Rainer Schüttler tritt als Kapitän der deutschen Tennisfrauen zurück – Sport | ABC-Z

Es hatte sich nach seinen Aussagen am Sonntagabend angebahnt, nun hat Rainer Schüttler schneller als erwartet Fakten geschaffen: Der 49-Jährige legt nach dem Abstieg der deutschen Tennisfrauen in der Relegationsrunde des Billie Jean King Cup am vergangenen Wochenende in Ismaning sein Amt nieder. Laut Pressemeldung des Deutschen Tennis Bundes (DTB) am Montagabend möchte der frühere Australian-Open-Finalist „damit Raum für neue Impulse und eine personelle Neuausrichtung schaffen“. Schüttler selbst wurde mit den Worten zitiert: „Ich habe diese Aufgabe mit großer Leidenschaft ausgeübt und bin stolz auf die Entwicklung der Spielerinnen und des gesamten Teams. Nach dem enttäuschenden Ausgang der Playoffs ist jetzt der richtige Zeitpunkt, Verantwortung zu übernehmen und Platz für neue Akzente zu machen.“
Der frühere Profi hatte 2020 die Position des Kapitäns übernommen und führte die Auswahl in den vergangenen fünf Jahren dreimal in die Finals des traditionsreichen Nationenwettbewerbs. Sein Abschied erfolgt in beidseitigem Einverständnis. „Mit seinem großen Einsatz, seiner fachlichen Expertise und seiner menschlichen Art hat er über die vergangenen fünf Jahre die Mannschaft immer wieder zu Bestleistungen geführt“, teilte DTB-Vorstand Veronika Rücker mit. Laut DTB soll nun erst einmal in den kommenden Wochen die sportliche Situation analysiert werden, ehe die Suche nach einem Nachfolger erfolge. In Ismaning hatte das deutsche Team am Freitag gegen die Türkei und am Sonntag gegen Belgien jeweils mit 1:2 verloren. Der Abstieg aus der Weltgruppe nach zwölf Jahren war die Folge.

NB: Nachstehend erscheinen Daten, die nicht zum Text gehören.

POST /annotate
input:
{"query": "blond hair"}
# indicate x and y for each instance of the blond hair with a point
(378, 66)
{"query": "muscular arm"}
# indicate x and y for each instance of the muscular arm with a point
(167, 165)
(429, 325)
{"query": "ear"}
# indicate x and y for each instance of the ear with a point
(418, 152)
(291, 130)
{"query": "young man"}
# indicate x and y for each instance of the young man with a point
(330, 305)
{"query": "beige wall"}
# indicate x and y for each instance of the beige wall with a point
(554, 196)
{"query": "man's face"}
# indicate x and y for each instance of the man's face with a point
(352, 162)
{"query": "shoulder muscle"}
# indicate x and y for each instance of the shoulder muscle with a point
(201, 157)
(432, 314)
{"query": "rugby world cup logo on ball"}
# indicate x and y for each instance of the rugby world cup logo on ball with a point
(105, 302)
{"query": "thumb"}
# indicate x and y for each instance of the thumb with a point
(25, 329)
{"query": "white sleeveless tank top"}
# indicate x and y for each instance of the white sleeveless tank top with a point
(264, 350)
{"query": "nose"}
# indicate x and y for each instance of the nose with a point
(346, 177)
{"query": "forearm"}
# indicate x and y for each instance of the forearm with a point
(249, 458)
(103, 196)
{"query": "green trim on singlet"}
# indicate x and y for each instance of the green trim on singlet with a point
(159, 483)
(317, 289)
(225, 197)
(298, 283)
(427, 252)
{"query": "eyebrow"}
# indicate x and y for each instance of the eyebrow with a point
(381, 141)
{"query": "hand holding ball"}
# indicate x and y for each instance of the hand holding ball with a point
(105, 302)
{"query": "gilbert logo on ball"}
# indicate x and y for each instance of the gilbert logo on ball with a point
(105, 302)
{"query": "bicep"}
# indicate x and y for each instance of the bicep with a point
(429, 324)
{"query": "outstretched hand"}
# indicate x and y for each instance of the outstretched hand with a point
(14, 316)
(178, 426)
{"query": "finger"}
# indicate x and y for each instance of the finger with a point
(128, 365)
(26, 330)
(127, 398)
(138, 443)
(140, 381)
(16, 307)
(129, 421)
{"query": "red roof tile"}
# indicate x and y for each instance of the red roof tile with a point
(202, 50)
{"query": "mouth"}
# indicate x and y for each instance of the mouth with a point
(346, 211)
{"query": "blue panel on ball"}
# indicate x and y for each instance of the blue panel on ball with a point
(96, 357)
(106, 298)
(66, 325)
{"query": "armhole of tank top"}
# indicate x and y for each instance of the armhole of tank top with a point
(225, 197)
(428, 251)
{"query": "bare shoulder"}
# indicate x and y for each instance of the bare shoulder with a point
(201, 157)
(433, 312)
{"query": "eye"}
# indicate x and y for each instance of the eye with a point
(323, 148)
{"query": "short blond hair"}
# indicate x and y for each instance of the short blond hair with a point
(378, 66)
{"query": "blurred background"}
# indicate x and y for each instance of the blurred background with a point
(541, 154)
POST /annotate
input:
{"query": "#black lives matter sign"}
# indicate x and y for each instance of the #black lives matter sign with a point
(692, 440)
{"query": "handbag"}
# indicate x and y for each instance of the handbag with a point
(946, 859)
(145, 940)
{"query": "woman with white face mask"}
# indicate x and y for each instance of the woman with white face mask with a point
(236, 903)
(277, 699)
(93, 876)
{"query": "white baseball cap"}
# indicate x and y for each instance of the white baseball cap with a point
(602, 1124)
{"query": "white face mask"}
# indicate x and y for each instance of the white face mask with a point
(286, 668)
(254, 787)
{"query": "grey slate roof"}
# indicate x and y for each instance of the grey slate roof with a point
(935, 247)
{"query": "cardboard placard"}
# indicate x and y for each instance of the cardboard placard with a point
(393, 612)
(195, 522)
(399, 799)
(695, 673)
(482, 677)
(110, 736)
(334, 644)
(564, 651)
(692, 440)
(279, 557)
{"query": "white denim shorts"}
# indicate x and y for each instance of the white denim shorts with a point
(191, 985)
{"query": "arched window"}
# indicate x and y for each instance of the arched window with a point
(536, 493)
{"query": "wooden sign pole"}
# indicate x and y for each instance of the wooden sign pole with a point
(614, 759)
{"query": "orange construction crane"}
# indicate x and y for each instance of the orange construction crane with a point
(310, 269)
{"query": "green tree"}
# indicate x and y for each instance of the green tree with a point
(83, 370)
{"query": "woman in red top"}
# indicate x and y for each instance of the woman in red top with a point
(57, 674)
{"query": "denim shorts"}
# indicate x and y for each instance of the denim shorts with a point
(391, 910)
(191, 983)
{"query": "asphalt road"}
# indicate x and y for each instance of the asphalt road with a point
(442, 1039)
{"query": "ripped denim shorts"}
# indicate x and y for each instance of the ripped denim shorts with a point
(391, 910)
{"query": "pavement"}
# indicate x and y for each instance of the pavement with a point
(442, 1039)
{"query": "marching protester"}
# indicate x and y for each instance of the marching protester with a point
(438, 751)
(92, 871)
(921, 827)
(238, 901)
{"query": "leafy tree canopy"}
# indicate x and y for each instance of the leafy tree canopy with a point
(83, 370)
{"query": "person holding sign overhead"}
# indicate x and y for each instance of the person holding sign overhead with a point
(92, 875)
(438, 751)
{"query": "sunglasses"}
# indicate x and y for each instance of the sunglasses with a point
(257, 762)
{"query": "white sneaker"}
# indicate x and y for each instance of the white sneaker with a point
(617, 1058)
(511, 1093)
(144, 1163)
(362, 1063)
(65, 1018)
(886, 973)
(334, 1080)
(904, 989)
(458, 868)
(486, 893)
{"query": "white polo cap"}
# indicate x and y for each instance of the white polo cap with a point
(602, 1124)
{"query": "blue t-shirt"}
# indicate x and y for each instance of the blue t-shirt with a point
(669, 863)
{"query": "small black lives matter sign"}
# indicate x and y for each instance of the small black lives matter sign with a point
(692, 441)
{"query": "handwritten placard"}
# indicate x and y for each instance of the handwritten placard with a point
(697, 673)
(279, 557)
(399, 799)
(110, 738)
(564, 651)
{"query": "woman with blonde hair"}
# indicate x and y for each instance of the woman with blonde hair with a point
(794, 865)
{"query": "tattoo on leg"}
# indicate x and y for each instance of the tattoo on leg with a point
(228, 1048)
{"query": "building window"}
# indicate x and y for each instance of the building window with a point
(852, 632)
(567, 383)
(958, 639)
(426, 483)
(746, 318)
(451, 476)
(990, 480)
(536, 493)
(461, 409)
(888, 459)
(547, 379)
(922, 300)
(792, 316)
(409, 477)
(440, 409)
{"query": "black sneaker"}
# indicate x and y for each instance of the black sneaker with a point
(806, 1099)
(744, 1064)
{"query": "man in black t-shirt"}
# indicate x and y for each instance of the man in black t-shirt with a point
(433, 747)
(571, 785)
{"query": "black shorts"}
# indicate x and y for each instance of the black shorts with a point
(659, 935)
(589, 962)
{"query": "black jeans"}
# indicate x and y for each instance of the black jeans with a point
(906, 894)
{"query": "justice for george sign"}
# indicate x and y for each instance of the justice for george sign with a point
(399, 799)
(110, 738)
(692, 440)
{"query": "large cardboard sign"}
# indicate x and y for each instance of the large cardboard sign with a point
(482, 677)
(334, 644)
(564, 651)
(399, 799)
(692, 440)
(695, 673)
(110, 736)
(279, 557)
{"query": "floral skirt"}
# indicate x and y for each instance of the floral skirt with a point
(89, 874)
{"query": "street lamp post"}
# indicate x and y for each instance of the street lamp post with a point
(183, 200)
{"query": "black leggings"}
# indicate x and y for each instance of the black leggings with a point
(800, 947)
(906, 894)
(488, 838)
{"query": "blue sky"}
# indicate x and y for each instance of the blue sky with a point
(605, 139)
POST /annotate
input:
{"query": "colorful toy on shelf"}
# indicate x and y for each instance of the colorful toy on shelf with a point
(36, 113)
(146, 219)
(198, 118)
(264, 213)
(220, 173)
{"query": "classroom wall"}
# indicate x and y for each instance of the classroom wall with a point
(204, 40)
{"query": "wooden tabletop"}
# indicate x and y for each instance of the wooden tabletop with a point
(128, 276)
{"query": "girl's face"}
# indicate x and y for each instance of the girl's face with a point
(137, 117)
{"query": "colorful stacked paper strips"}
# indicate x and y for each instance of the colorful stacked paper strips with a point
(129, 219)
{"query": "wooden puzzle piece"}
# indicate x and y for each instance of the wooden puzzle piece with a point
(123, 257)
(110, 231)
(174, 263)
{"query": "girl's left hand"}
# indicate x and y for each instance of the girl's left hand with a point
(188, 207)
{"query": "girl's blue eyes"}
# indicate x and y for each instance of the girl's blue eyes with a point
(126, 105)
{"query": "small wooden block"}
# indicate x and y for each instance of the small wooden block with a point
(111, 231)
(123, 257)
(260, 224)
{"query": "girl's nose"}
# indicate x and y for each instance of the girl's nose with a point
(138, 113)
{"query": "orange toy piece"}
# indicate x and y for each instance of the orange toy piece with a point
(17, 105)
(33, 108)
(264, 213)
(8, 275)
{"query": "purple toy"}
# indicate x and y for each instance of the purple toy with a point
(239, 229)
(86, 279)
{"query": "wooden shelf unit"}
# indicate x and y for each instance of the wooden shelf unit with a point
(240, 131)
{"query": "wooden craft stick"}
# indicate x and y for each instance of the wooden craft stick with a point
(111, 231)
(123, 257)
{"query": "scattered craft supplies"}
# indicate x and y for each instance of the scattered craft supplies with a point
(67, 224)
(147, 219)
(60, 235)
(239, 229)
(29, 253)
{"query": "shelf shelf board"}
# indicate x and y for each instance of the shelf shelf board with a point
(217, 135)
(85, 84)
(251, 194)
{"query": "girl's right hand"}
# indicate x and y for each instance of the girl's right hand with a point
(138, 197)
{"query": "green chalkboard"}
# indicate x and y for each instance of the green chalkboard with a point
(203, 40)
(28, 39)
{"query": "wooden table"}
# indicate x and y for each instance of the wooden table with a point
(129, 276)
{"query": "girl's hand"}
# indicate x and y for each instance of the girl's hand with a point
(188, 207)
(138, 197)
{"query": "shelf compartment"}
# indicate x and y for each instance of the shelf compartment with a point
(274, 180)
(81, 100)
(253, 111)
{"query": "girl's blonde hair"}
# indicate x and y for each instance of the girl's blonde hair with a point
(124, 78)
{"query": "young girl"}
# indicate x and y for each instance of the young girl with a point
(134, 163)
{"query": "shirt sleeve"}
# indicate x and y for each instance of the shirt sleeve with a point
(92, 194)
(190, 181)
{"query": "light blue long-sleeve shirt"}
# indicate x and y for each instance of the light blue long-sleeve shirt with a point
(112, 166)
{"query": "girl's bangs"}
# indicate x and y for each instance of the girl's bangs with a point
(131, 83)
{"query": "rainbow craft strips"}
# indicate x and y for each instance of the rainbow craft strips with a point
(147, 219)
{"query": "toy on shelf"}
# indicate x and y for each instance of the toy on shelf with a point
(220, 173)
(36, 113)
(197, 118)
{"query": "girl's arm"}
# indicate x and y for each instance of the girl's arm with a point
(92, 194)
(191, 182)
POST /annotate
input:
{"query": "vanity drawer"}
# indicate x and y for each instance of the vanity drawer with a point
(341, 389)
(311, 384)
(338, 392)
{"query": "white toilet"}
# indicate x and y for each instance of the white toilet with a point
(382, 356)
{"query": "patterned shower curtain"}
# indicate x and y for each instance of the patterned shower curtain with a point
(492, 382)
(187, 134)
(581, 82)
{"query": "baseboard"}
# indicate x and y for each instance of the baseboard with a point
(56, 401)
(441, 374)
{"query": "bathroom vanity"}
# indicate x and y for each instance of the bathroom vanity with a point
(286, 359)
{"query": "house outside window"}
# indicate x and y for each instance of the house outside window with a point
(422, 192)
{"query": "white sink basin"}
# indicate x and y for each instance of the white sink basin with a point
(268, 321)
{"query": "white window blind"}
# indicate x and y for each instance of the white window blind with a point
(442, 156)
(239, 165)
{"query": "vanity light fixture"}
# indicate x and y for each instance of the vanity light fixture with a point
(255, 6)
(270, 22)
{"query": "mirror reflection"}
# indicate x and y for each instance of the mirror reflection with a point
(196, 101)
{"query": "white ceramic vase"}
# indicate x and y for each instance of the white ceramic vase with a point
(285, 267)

In der bayerischen Gemeinde hatten die beiden Top-50-Spielerinnen Tatjana Maria, 38, und Laura Siegemund, 37, verletzungsbedingt gefehlt, am Sonntag fiel zudem die beste Deutsche der Weltrangliste, Eva Lys, 23 (40.), wegen Oberschenkelproblemen aus. Schüttler hatte am Sonntagabend bereits offen gelassen, ob er weitermacht. Er hatte nur verkündet, dass es wie immer im Dezember Gespräche mit seinen Spielerinnen geben sollte. „Es gibt ein paar Kleinigkeiten, die man verändern sollte. Und dann schauen wir, was dabei herauskommt“, sagte er noch. Nun fiel die Entscheidung über seine Zukunft schneller.